Pero la rebelión e indignación de Ibáñez no implica ni un gramo de violencia, "uno de los males de hoy", en su opinión, sino que se hace a través de la conciencia, de la mirada. "Primero, ver, conocer, y luego actuar", recalca el autor de este viaje literario, en el que deja un especial homenaje a su admirado Roberto Bolaño.

Y para explicarlo, añade, "en un momento dado alguien en la isla (otro personaje más que depara muchas sorpresas) le advierte a un superviviente de que están en una propiedad privada, y yo digo, 'No, el mundo entero hoy es una sociedad privada porque unos se creen que el mundo es suyo, y los demás unos advenedizos que tenemos que servirles'", recalca.

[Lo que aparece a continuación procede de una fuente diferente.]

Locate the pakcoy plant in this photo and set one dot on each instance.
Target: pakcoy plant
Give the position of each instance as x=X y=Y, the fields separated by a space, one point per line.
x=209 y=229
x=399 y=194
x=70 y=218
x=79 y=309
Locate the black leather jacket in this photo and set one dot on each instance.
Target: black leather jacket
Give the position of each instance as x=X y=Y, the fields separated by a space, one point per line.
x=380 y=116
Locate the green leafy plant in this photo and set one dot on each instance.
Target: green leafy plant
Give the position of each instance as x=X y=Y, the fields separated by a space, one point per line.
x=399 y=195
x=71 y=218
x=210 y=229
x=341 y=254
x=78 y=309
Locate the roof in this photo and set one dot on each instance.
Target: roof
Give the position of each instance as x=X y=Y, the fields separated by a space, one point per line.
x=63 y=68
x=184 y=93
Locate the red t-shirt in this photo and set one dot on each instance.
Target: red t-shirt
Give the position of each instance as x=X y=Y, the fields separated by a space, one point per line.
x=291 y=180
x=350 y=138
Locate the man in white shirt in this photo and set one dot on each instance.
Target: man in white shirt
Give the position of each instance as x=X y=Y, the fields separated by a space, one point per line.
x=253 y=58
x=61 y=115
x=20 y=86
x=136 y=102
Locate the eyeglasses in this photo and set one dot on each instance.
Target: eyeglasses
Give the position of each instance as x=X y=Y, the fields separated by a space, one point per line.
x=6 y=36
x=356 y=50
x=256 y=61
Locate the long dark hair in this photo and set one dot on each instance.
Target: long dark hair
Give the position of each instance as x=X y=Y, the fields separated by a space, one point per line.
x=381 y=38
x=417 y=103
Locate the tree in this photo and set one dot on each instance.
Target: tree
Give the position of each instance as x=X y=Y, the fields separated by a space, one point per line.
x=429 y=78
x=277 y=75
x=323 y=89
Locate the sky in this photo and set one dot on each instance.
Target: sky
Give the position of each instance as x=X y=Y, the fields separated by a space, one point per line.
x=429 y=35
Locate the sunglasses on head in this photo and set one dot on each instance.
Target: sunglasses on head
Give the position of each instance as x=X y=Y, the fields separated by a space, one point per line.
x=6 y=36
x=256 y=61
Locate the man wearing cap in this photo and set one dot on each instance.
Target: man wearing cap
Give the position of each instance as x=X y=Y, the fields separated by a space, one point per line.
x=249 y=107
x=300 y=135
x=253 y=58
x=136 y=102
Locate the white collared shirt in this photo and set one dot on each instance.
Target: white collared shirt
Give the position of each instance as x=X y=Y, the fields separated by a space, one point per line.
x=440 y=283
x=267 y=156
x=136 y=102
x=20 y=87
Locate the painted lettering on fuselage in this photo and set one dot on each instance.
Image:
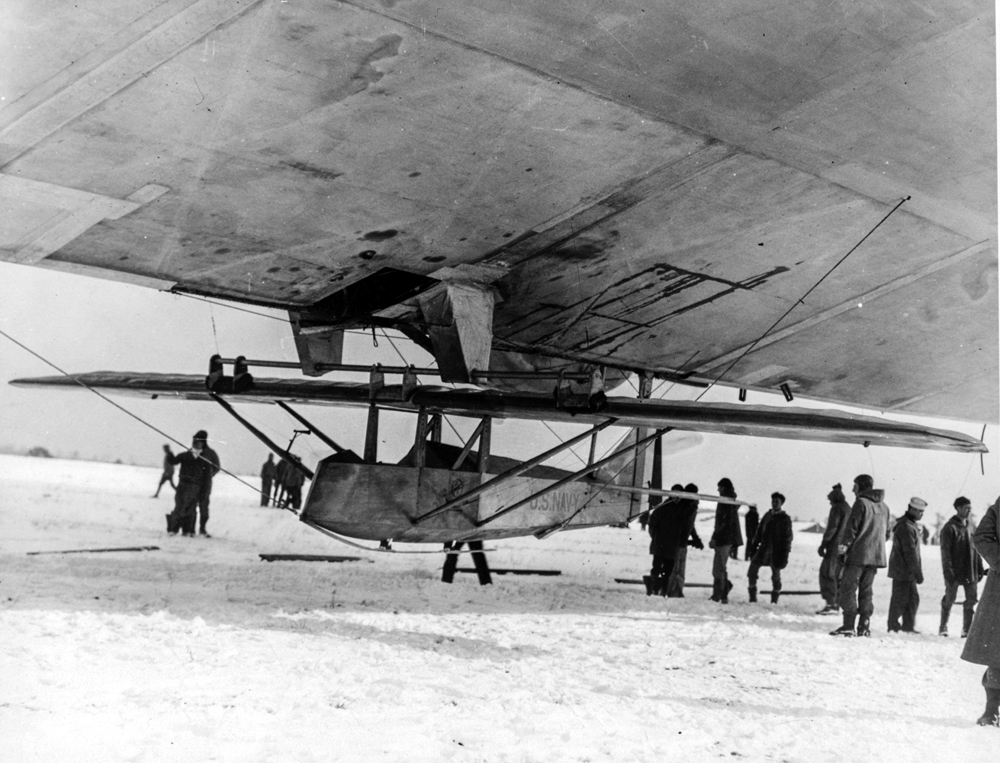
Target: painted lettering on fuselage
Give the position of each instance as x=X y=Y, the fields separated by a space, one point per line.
x=561 y=502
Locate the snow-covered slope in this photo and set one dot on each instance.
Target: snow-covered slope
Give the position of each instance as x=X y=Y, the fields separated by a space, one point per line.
x=201 y=651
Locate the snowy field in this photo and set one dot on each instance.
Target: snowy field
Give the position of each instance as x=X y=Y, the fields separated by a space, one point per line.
x=200 y=651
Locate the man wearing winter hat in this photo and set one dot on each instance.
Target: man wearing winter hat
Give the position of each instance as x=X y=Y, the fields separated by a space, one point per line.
x=961 y=565
x=830 y=567
x=905 y=568
x=863 y=547
x=211 y=459
x=193 y=473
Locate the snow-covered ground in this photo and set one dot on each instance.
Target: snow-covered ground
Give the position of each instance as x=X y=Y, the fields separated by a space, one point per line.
x=200 y=651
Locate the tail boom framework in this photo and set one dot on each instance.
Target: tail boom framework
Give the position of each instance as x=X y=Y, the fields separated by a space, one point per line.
x=719 y=418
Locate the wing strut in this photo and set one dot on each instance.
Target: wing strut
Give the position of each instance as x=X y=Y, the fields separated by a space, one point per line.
x=302 y=420
x=514 y=472
x=575 y=477
x=285 y=454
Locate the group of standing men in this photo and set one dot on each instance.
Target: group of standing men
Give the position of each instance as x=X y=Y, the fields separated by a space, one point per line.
x=194 y=485
x=281 y=483
x=671 y=530
x=853 y=549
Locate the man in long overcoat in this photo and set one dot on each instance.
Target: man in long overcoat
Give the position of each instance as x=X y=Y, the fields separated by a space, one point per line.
x=832 y=564
x=863 y=548
x=670 y=525
x=961 y=565
x=982 y=646
x=675 y=583
x=211 y=459
x=725 y=539
x=193 y=469
x=770 y=547
x=267 y=472
x=905 y=567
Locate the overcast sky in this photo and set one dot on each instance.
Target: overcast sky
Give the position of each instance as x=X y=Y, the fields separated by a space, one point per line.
x=84 y=324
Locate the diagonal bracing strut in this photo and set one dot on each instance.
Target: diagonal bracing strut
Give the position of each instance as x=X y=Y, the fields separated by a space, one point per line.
x=511 y=473
x=575 y=477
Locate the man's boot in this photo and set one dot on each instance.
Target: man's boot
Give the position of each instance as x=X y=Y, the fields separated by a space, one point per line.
x=991 y=717
x=863 y=629
x=943 y=628
x=967 y=616
x=847 y=629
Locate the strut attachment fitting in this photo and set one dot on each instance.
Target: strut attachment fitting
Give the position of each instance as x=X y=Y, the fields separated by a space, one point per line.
x=218 y=382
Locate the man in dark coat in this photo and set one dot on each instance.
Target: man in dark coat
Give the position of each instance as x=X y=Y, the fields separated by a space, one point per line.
x=267 y=472
x=168 y=471
x=294 y=479
x=670 y=525
x=905 y=568
x=205 y=490
x=280 y=472
x=770 y=547
x=832 y=564
x=750 y=521
x=961 y=565
x=675 y=583
x=193 y=470
x=863 y=548
x=725 y=539
x=982 y=646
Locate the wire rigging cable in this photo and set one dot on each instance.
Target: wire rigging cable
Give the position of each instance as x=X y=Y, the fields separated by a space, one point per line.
x=122 y=408
x=799 y=301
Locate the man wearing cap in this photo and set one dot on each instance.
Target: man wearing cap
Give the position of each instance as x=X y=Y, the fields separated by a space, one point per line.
x=830 y=567
x=961 y=565
x=725 y=538
x=211 y=459
x=193 y=471
x=905 y=568
x=863 y=547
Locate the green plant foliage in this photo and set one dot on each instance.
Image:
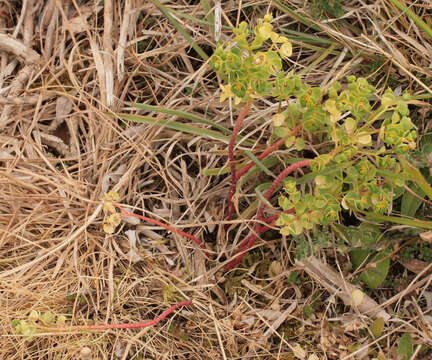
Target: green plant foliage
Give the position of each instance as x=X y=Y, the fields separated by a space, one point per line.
x=371 y=136
x=329 y=7
x=405 y=347
x=367 y=255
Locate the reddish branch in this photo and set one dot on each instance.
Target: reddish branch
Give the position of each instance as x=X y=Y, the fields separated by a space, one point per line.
x=247 y=243
x=267 y=152
x=125 y=326
x=231 y=144
x=170 y=228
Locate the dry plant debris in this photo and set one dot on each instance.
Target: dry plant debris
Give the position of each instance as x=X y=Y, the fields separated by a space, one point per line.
x=66 y=67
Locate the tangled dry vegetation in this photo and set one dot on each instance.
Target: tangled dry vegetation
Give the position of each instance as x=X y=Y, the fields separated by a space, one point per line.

Pero "Brilla, mar del Edén" es una propuesta de vida, un renacer a otro mundo y es la obra de un creador que se ha divertido mucho escribiéndola, con la intención de que transforme al que escribe y al lector.

Un texto que solo podía haber sido escrito por Ibáñez en este momento de su vida, por su experiencias y por su memoria. Aquí está su paso por la India, México, Estados Unidos, su experiencia con el yoga, la música..., "las amistades y las decepciones", añade.

Y, sobre todo, en este libro el autor plasma que las creencias ciegas en todo, las religiosas, políticas, científicas, incluso hasta en el amor o la fe ciega de una madre en sus hijos, llevadas al pie de la letra, "son un desastre".

Tildada de novela cervantina, Andrés Ibáñez dice que sí, que es cervantina, pero más vinculada a la segunda parte del Quijote, "donde toda la realidad es una construcción, donde los personajes deciden crear ilusiones, como la carroza de Merlín o la Ínsula Barataria".